Microsoft Planner is Kanban that's built into the Microsoft 365 package.
But most Kanban apps also offer optional integrations too (Trello calls theirs Power-Ups). And for any tools that don't, Zapier will likely facilitate the integration for you.
Zapier is a no-code automation tool that lets you connect your apps into automated workflows, so that every person and every business can move forward at growth speed. Learn more about how it works.
10. Workflow automation
In most Kanban apps, you can set up a workflow automation that does repetitive tasks automatically for you whenever you take a trigger action.
Say you've got a Kanban editorial calendar board, and you know that every time you add a "design" tag to a card, you need it to do two things:
Let the design team know you need their input before you can publish the article.

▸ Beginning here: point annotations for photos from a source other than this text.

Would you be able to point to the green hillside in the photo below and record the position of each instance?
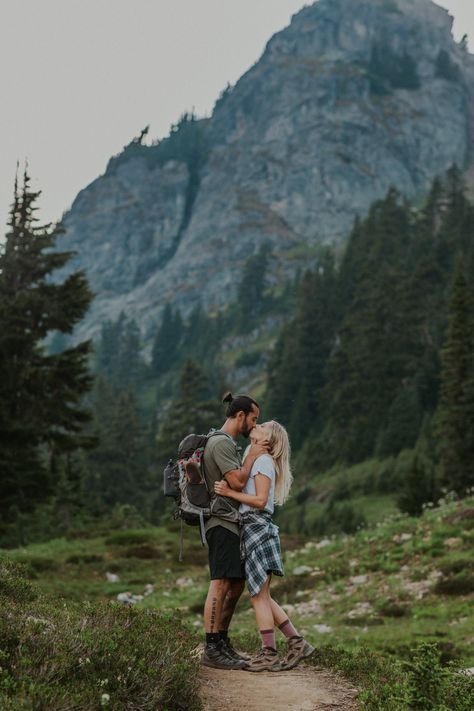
(386, 588)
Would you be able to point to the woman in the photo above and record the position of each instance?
(268, 484)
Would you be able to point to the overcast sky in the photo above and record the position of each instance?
(80, 78)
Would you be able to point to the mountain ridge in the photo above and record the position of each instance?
(348, 100)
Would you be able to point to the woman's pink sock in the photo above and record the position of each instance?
(288, 630)
(268, 638)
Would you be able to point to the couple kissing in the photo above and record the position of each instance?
(247, 551)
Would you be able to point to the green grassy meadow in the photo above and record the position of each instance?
(366, 600)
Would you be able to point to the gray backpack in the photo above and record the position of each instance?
(185, 481)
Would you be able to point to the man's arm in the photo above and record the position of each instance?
(237, 478)
(257, 501)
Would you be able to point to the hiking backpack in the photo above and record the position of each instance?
(184, 480)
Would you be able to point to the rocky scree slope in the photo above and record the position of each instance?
(353, 97)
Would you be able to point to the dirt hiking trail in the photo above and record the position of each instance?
(301, 689)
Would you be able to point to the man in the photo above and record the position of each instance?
(222, 461)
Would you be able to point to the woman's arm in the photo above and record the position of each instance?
(259, 501)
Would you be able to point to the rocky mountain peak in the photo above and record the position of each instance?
(352, 98)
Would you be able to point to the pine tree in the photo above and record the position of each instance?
(296, 370)
(378, 338)
(455, 414)
(167, 341)
(41, 411)
(119, 465)
(190, 412)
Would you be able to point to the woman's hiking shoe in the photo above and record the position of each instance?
(266, 660)
(215, 655)
(298, 648)
(238, 656)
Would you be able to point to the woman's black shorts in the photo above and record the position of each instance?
(224, 554)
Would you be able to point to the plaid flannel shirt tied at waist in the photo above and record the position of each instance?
(256, 528)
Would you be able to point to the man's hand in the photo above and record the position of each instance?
(257, 449)
(221, 487)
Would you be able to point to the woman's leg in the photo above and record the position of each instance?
(264, 615)
(279, 615)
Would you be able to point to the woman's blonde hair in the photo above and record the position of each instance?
(279, 449)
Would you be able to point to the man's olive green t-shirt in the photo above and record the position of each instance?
(221, 455)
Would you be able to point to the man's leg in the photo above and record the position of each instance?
(215, 653)
(213, 608)
(235, 590)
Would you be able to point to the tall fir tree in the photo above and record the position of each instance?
(41, 412)
(455, 416)
(118, 468)
(191, 411)
(167, 341)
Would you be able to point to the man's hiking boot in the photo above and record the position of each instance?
(298, 648)
(215, 655)
(266, 660)
(233, 653)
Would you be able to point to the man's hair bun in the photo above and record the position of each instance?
(239, 403)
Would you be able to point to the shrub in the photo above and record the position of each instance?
(13, 583)
(144, 551)
(84, 558)
(84, 656)
(461, 584)
(130, 537)
(421, 684)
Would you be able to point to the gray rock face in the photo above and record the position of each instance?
(355, 96)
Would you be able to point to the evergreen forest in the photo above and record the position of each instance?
(367, 358)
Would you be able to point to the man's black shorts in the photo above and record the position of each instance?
(224, 554)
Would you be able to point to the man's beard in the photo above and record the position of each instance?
(246, 432)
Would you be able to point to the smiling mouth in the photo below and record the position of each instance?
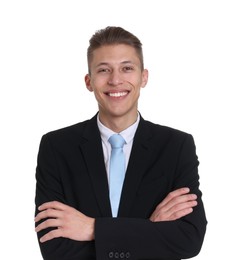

Add the task as a card to the design team's own Kanban workflow.
In this scenario, you could set up a basic if-this-then-that workflow that automatically copies the card onto the design team's Kanban board when a design tag is added to the card. That way, whoever is managing that team's workload knows that you're asking for some of their time, and they can build it into the weekly sprint.
You can use Kanban board apps to manage projects of all sizes, whether they're individual or team efforts, one-off projects, or ongoing work. These tools offer much of the same functionality as a traditional project management app—or a CRM, applicant tracking system, or editorial calendar tool. You'll just need time to customize your Kanban board to make it your own.
Create boards for your next projects, add lists and labels that fit your workflow, bring in all of your tasks, and give it a try. Customize until everything feels just right. It might take a bit of time, but once you have your board title, list names, and card formats in place, you'll be ready to tackle your first task. And before you know it, you'll be using Kanban boards as much as I do.